Most of our TAs have some amount of content expertise relevant to the courses they’re assisting.  However, we have a couple of computer science undergrads who are helping with platform-related support outside of their majors.  And I’ve just lined up a graduate student with very strong teaching skills to assist all our faculty in the design of assessments (non-graded, robo-graded, and especially peer-graded) for their courses.  She’ll consult with faculty, then help them draft assignment descriptions and rubrics.

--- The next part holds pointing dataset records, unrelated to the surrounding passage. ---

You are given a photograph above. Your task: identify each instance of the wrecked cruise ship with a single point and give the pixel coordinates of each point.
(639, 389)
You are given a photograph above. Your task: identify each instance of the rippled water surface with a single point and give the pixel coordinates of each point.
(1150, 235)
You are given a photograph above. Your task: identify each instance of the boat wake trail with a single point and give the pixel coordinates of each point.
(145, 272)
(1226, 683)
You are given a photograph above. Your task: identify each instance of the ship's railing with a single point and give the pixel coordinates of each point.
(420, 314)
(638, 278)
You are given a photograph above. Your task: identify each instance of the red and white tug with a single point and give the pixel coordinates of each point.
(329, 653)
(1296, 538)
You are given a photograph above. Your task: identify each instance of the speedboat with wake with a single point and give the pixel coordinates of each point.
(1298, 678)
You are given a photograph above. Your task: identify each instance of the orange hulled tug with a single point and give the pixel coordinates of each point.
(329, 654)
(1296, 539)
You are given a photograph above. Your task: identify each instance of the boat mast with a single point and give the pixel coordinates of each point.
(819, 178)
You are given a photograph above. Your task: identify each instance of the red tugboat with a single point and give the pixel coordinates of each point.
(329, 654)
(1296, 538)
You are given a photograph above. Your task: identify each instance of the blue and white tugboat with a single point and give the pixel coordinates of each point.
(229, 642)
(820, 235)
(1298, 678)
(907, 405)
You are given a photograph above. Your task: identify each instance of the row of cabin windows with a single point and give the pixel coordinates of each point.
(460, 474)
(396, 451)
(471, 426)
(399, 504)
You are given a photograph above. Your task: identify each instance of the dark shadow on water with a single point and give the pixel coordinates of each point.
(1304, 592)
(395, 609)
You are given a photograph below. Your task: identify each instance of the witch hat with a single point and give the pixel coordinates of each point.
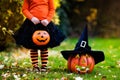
(82, 47)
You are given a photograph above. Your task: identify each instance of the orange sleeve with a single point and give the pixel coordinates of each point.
(25, 9)
(51, 10)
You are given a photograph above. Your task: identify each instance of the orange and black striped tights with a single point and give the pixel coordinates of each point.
(34, 58)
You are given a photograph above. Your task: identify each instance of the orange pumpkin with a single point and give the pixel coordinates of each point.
(41, 37)
(81, 64)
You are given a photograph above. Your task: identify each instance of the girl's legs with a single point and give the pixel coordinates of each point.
(34, 58)
(44, 59)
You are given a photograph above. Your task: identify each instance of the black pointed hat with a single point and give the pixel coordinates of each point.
(82, 47)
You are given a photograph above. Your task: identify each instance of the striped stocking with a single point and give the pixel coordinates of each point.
(44, 58)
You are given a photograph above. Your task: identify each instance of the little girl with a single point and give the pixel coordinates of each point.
(39, 14)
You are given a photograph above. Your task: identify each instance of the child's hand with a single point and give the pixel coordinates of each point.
(45, 22)
(35, 20)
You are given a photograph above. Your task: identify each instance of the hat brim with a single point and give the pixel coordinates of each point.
(97, 55)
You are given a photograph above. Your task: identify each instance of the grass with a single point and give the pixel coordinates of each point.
(18, 66)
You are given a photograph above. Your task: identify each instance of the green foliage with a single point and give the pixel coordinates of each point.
(10, 20)
(106, 70)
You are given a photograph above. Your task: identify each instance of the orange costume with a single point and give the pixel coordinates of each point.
(39, 14)
(42, 9)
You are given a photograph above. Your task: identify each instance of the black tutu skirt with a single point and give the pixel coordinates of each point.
(23, 36)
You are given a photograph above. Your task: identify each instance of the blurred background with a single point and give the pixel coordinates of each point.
(101, 16)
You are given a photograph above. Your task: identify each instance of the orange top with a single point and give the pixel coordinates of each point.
(42, 9)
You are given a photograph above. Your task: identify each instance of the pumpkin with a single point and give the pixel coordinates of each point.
(81, 64)
(41, 37)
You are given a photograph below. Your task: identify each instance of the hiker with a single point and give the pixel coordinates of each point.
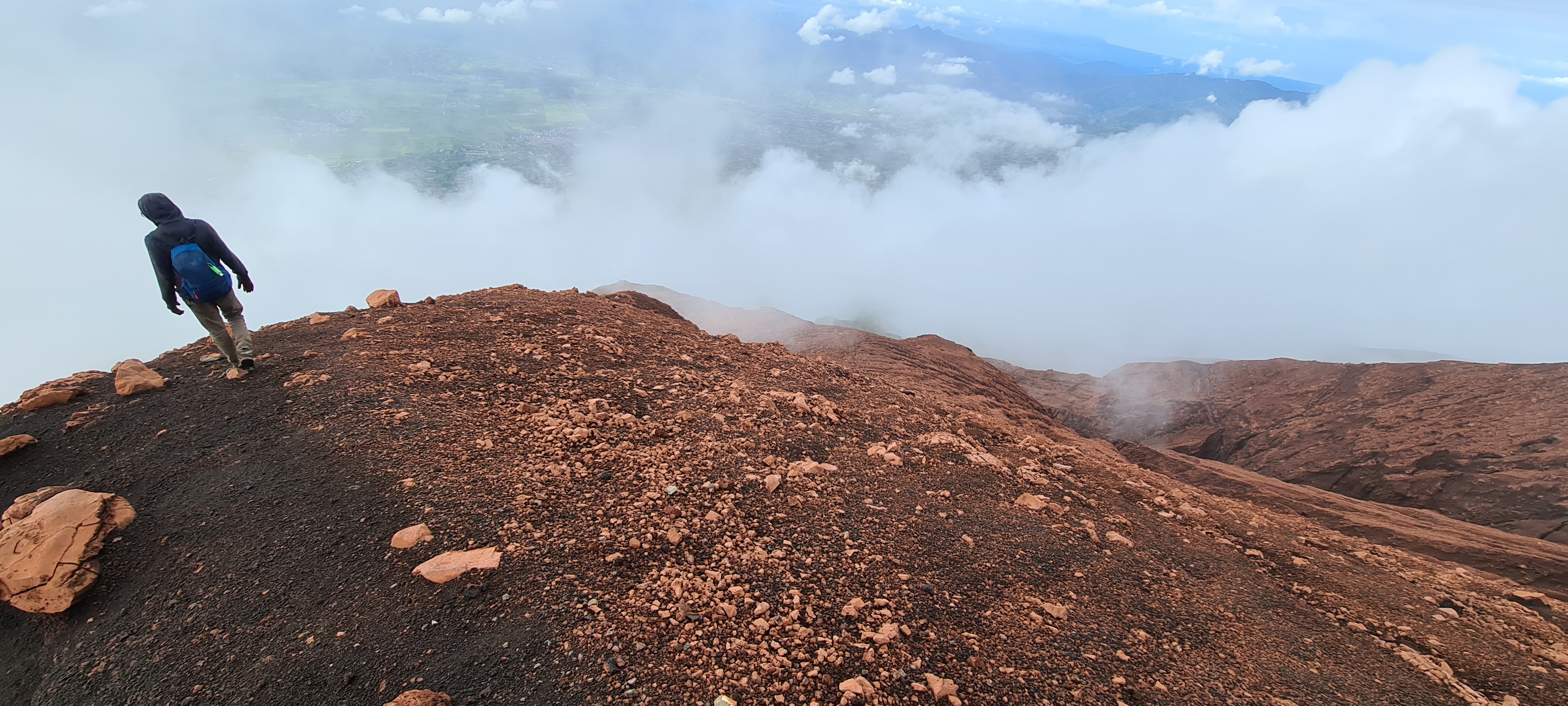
(189, 257)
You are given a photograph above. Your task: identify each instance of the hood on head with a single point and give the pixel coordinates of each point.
(159, 209)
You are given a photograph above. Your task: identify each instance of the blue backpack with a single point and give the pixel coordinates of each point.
(201, 278)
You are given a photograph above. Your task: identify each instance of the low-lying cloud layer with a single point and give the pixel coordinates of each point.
(1406, 208)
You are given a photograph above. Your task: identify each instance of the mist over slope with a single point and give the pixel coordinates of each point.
(1404, 208)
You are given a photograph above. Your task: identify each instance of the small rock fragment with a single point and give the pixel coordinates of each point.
(16, 442)
(421, 697)
(451, 566)
(132, 377)
(1031, 501)
(940, 688)
(408, 537)
(860, 686)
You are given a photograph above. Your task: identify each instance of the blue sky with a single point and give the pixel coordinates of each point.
(1312, 40)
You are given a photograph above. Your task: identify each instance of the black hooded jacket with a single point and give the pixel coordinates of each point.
(173, 231)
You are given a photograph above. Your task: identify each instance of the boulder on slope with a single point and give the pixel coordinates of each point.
(132, 377)
(51, 542)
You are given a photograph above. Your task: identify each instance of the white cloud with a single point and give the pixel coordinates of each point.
(1550, 81)
(1208, 62)
(830, 18)
(118, 7)
(885, 76)
(1158, 7)
(857, 172)
(871, 21)
(811, 32)
(432, 15)
(504, 10)
(1250, 67)
(954, 67)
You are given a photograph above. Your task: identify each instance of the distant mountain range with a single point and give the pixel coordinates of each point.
(1097, 93)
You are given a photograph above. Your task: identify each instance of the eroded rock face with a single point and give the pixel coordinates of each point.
(132, 377)
(421, 697)
(1479, 443)
(56, 391)
(49, 542)
(16, 442)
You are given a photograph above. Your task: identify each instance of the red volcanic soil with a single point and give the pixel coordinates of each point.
(683, 517)
(1473, 442)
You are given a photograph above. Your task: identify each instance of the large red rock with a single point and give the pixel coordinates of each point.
(132, 377)
(383, 297)
(49, 542)
(1483, 443)
(56, 393)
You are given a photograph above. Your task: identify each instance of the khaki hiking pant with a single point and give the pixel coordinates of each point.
(212, 315)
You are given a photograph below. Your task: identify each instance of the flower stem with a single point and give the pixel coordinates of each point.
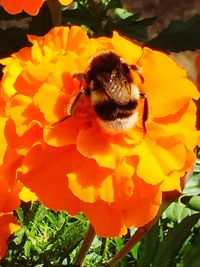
(55, 9)
(85, 245)
(139, 234)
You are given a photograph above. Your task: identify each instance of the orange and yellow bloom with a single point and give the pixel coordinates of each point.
(31, 7)
(116, 180)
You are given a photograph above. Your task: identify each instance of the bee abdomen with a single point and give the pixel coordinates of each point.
(109, 111)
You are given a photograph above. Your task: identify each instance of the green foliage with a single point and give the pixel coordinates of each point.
(46, 238)
(100, 18)
(179, 36)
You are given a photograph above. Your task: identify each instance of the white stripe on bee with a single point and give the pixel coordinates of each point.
(119, 125)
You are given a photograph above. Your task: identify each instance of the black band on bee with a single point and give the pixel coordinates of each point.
(109, 110)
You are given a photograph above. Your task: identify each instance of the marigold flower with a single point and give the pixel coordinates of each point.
(116, 180)
(31, 7)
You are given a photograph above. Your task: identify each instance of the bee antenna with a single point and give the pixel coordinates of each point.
(138, 70)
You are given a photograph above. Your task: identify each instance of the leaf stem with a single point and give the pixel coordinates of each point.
(85, 245)
(139, 234)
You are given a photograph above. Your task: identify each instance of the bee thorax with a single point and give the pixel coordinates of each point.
(118, 125)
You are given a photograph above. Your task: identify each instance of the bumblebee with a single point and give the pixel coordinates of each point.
(113, 93)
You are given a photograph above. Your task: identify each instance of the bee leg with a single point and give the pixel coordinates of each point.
(145, 113)
(138, 70)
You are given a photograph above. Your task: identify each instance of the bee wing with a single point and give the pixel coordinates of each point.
(118, 88)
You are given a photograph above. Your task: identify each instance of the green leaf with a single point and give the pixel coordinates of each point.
(27, 248)
(176, 212)
(179, 36)
(197, 166)
(195, 203)
(130, 27)
(173, 241)
(192, 258)
(149, 247)
(193, 185)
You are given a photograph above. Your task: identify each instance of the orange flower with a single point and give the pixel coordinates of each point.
(31, 7)
(116, 180)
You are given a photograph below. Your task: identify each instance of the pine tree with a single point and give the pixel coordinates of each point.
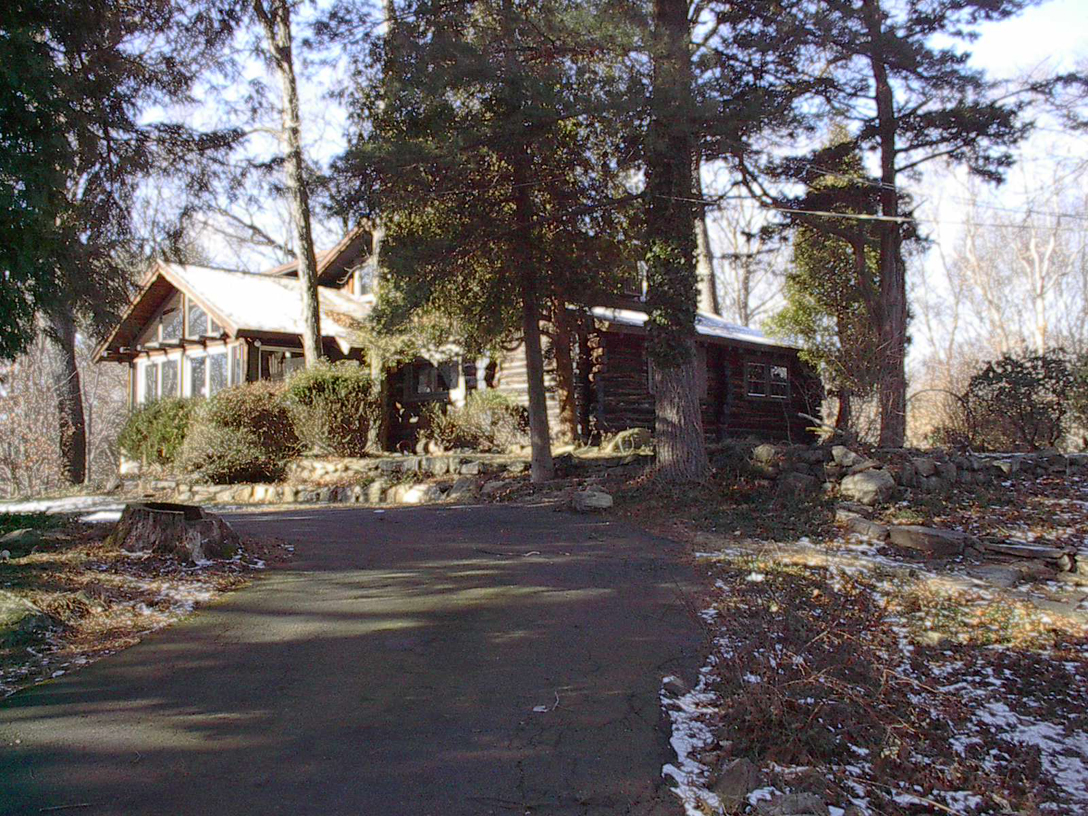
(495, 177)
(110, 63)
(911, 101)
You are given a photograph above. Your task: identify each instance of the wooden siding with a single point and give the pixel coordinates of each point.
(514, 383)
(617, 393)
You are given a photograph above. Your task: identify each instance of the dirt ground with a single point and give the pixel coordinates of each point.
(96, 600)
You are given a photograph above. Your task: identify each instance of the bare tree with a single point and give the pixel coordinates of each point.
(274, 17)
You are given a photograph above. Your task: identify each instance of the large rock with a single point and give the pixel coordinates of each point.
(866, 529)
(20, 620)
(589, 501)
(734, 782)
(869, 486)
(925, 467)
(20, 542)
(629, 441)
(794, 486)
(940, 543)
(844, 457)
(462, 490)
(793, 804)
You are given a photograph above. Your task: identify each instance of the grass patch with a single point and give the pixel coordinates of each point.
(10, 521)
(731, 506)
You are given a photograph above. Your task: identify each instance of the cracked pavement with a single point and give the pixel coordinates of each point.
(419, 660)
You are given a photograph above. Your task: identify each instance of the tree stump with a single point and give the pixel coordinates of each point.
(184, 531)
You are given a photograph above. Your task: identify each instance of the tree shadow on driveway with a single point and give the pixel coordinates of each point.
(424, 660)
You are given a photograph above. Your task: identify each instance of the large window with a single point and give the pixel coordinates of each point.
(198, 370)
(766, 381)
(277, 365)
(150, 382)
(170, 369)
(217, 373)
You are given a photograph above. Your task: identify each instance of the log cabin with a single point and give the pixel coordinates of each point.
(192, 331)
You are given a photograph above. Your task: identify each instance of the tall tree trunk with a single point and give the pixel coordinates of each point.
(670, 231)
(275, 20)
(704, 254)
(892, 269)
(542, 467)
(844, 417)
(565, 373)
(72, 424)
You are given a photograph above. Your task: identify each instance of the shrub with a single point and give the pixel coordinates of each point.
(487, 421)
(153, 433)
(334, 407)
(222, 455)
(1018, 403)
(242, 434)
(259, 408)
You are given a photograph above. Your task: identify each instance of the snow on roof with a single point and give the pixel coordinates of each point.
(706, 324)
(264, 304)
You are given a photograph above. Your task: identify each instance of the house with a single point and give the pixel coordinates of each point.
(192, 331)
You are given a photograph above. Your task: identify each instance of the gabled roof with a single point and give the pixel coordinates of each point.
(244, 304)
(711, 326)
(333, 264)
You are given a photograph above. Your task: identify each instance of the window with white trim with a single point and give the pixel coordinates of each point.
(766, 381)
(217, 373)
(198, 321)
(150, 382)
(198, 375)
(170, 371)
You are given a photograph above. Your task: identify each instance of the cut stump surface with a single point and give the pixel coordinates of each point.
(185, 531)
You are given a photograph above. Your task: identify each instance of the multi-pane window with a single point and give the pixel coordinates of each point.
(236, 374)
(172, 323)
(198, 321)
(198, 368)
(217, 373)
(170, 379)
(765, 380)
(150, 382)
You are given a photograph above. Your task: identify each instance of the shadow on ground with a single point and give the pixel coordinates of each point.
(455, 660)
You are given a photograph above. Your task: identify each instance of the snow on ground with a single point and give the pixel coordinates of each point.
(66, 505)
(991, 689)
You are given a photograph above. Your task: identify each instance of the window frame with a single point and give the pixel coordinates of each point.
(762, 375)
(411, 390)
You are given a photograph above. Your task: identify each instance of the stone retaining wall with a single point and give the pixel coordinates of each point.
(873, 479)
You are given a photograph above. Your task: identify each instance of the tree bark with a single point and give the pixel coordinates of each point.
(275, 21)
(565, 373)
(892, 276)
(72, 423)
(542, 468)
(844, 417)
(670, 231)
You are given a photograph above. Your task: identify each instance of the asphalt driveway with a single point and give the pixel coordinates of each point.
(431, 660)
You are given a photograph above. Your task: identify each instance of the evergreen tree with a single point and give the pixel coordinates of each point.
(109, 64)
(484, 151)
(34, 157)
(911, 101)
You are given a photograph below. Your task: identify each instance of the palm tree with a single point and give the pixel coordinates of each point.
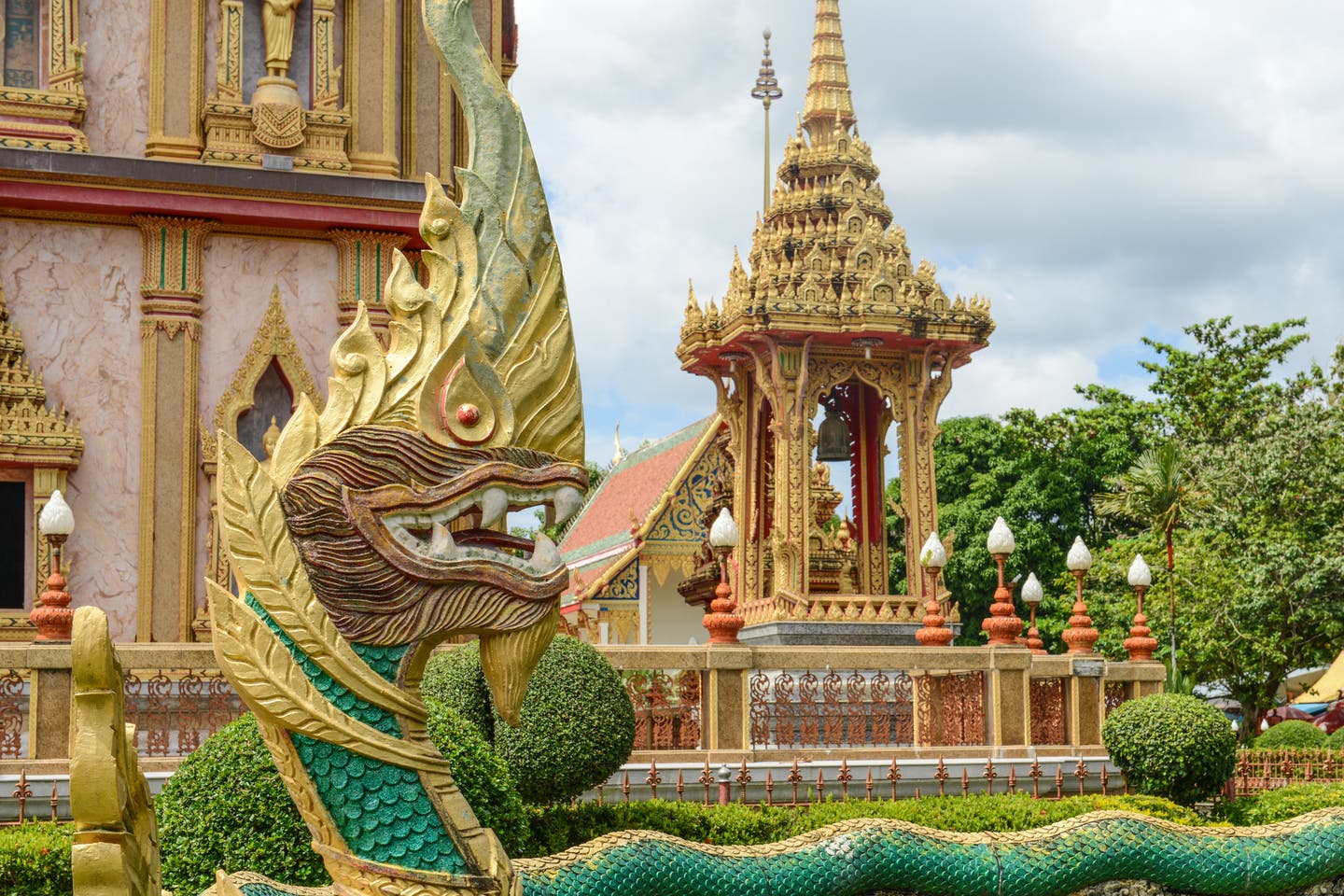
(1159, 492)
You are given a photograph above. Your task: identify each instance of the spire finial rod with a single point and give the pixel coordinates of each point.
(766, 91)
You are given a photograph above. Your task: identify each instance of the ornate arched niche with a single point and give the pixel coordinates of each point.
(253, 410)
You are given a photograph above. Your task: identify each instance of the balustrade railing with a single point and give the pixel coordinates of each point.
(804, 783)
(732, 702)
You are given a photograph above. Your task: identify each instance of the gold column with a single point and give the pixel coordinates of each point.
(371, 31)
(176, 78)
(364, 262)
(170, 332)
(782, 375)
(326, 73)
(928, 383)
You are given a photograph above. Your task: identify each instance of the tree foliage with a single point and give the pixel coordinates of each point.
(1250, 459)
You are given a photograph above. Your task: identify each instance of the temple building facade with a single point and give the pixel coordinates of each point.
(828, 315)
(195, 195)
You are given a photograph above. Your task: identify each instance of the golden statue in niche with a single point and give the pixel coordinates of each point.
(277, 109)
(277, 21)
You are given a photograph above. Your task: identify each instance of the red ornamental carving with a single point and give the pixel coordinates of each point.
(468, 414)
(1140, 644)
(54, 618)
(934, 635)
(1081, 636)
(1002, 623)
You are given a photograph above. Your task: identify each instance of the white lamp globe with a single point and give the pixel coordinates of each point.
(1140, 577)
(1001, 539)
(1080, 558)
(933, 555)
(723, 534)
(1031, 592)
(57, 519)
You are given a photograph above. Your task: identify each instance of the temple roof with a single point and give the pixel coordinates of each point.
(632, 495)
(827, 260)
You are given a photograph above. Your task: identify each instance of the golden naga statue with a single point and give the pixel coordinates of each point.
(371, 534)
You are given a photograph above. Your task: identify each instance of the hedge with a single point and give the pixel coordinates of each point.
(35, 860)
(576, 725)
(226, 807)
(1282, 804)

One more note about teaching assistants:  It occurred to me several weeks ago that many of our TAs are graduating from Vanderbilt this spring and won’t be around next year!  It’s the senior undergrads and final-year doctoral students who seem to have the time, interest, and skills necessary for this work, but they’re also the ones leaving us the soonest.  Since this realization, I’ve been looking for slightly younger students to work on this project so that we’ll have more institutional memory next year.

Research and Assessment

As with intellectual property issues and the need for TAs, this is another area that we didn’t have mapped out very well when we launched the project.  Fortunately, we’ve had no problem coming up with interesting research projects related to the Coursera initiative, nor have I had a problem finding faculty and students interested in taking on these projects!  We have a few projects underway right now, both qualitative (relying on surveys, interviews, and focus groups) and quantitative (leveraging all the data on student learning the Coursera platform collects).  Right now, I have my hand in all of these projects, which makes for a very full plate.  I’m hoping to organize a research seminar, hosted at the CFT, that would bring people together from around campus so that they can learn from each other and build on each other’s work.  Once that’s launched, I should be able to be more selective about which projects I spend my own time on.

As excited as faculty and students are about these research projects, there’s a need for a bigger picture assessment of the whole Coursera initiative.  We’ve launched this experiment as a way to explore how the university can leverage online and digital technologies to enhance its teaching mission.  How are we going to learn from this experiment?  There are many questions we could ask about the Coursera initiative.  The individual research projects sprouting up will answer some of those questions, but I don’t want us to miss important ones.  I’m hoping to pull some people together soon for a brainstorming session to start mapping out this bigger assessment challenge.

More!

But wait! That’s not all!  Other challenges have included working with our legal team to negotiate the Coursera contract, recruiting and compensating faculty to teach Vanderbilt’s first MOOCs, engaging more of our faculty in conversations about online learning, and figuring out what kind of on-campus events and meet-ups will be useful once our courses go live. But I’m pushing 1500 words in this blog post, so I’ll stop now.

I hope this has been helpful for those considering their own campus digital learning initiatives. Best of luck!